Esta historia se ha leído muchas veces y se podría leer muchas más, porque aquí tenemos el amor “cristiano” funcionando en medio de una tremenda batalla, como la en que estamos inmersos todos los creyentes. Aquí están los cuatro amigos: Josué, Moisés, Aarón y Hur. Josué está luchando abajo en la llanura, y Moisés está orando por él en la cumbre de una colina donde puede observar la batalla. La victoria se gana por medio de la oración, eso queda patente. Es Dios quien da la victoria, pero no sin la oración. Aquí está la parte divina y la parte humana de la guerra espiritual. También queda patente que necesitamos a nuestros hermanos para vencer. Josué no podía obtener la victoria sin Moisés, pero Moisés no podía seguir en la lucha orando sin la ayuda de sus dos amigos, Aarón, su hermano, y Hur. Los cuatro unidos consiguieron la victoria.

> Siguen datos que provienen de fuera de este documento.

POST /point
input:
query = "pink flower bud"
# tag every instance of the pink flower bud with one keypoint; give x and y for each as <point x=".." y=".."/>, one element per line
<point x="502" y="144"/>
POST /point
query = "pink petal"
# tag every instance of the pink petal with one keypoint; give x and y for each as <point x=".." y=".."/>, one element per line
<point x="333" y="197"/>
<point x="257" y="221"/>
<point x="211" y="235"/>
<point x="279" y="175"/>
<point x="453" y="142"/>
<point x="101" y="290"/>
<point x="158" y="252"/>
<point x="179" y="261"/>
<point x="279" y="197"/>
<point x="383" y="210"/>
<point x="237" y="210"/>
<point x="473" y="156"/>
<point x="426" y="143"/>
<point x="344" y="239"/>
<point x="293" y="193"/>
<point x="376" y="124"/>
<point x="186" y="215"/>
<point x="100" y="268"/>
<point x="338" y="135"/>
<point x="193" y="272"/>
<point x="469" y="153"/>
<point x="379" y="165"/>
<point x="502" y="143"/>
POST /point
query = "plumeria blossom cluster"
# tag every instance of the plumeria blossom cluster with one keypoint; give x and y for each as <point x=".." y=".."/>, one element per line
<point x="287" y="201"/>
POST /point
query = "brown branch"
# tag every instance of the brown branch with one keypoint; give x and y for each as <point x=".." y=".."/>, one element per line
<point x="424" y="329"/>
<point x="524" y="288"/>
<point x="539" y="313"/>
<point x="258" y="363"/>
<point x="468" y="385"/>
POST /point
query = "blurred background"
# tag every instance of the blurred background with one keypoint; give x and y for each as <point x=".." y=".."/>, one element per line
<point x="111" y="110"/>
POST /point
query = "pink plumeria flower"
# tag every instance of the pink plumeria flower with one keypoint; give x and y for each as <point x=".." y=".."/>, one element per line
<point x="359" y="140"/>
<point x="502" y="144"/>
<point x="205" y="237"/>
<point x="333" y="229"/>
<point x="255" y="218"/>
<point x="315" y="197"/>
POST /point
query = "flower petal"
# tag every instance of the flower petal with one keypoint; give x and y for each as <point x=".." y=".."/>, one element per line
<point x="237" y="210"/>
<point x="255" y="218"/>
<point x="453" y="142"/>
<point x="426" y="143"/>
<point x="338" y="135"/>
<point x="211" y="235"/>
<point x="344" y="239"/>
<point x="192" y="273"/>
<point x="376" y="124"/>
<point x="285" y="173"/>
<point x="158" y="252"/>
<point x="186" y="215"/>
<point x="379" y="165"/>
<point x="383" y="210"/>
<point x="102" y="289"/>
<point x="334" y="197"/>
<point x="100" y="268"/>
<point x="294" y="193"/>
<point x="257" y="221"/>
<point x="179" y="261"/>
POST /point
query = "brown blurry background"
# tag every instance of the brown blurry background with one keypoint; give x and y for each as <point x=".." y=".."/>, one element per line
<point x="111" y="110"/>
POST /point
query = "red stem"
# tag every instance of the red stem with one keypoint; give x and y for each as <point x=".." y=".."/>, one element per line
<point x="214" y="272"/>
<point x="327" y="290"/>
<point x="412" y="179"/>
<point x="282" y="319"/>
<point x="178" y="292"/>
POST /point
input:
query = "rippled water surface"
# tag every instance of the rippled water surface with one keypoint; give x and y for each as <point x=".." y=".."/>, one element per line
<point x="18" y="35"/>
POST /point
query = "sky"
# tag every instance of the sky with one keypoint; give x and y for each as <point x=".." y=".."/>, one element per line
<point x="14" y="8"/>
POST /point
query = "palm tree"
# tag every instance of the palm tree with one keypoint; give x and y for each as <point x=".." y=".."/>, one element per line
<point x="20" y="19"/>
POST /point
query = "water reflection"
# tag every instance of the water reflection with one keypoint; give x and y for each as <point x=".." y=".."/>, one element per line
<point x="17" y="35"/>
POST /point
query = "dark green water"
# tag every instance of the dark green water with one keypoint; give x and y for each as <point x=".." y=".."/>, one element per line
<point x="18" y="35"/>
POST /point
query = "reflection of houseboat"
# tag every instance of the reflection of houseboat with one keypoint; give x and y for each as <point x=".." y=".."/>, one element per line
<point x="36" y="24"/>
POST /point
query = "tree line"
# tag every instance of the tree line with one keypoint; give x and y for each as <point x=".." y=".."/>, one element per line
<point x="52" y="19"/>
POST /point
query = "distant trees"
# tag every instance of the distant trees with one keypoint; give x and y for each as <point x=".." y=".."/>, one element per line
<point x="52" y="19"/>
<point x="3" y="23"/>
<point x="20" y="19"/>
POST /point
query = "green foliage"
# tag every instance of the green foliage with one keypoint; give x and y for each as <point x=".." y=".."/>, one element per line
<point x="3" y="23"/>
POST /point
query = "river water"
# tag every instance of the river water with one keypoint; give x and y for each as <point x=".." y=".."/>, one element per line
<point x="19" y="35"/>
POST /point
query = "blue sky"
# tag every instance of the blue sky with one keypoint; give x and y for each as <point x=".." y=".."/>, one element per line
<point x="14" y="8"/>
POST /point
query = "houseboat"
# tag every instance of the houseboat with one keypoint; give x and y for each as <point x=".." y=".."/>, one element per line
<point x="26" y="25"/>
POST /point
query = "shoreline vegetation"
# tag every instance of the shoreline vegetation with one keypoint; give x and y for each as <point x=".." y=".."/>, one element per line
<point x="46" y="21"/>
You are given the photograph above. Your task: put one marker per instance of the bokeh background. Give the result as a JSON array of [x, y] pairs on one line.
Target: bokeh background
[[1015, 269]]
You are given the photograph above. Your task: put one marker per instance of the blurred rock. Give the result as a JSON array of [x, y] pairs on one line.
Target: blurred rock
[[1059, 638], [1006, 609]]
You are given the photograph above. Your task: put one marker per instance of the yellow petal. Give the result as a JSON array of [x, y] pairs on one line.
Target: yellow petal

Es una hermosa historia. ¡Cómo se tenían que querer aún más los cuatro hermanos después de esta tremenda experiencia! Estar en la lucha juntos nos une y aumenta el amor. Sientes una gratitud muy fuerte a tus hermanos por haber participado en la batalla contigo por medio de la oración. Juntos habéis visto la salvación de Dios.
Pues, esto es lo que necesitamos: hermanas con las cuales nos unimos en oración. Necesitamos formar parte de un grupo de oración en la cual las unas oren por las otras, de corazón, no porque figura en la lista, sino porque nos amamos y llevamos las cargas las unos de las otras. Qué hermoso tener un grupo de hermanas que cada vez que surge algo importante, allí están orando por este asunto. Los pequeños grupos de oración son una bendición enorme, y una parte esencial de la vida cristiana. Si no tienes uno, fórmalo. Busca amigas con las cuales puedes orar, mujeres de confianza y fe, mujeres que conocen a Dios, saben cómo funciona el enemigo, conocen la Palabra, y están dispuestas a luchar. Apoyad las manos las unas de las otras y veréis grandes victorias para el reino de Dios.
Sagrado es el amor que han unido aquí,
A los que un Dios y Salvador gozamos en servir.
A nuestro Padre Dios, rogamos con fervor,
Alúmbrenos la misma luz, nos una el mismo amor.
Nos vamos a ausentar, mas nuestra firme unión
Jamás podráse quebrantar por la separación.
Allí en la eternidad nos hemos de reunir,
Y en dulce comunión y paz por siempre convivir.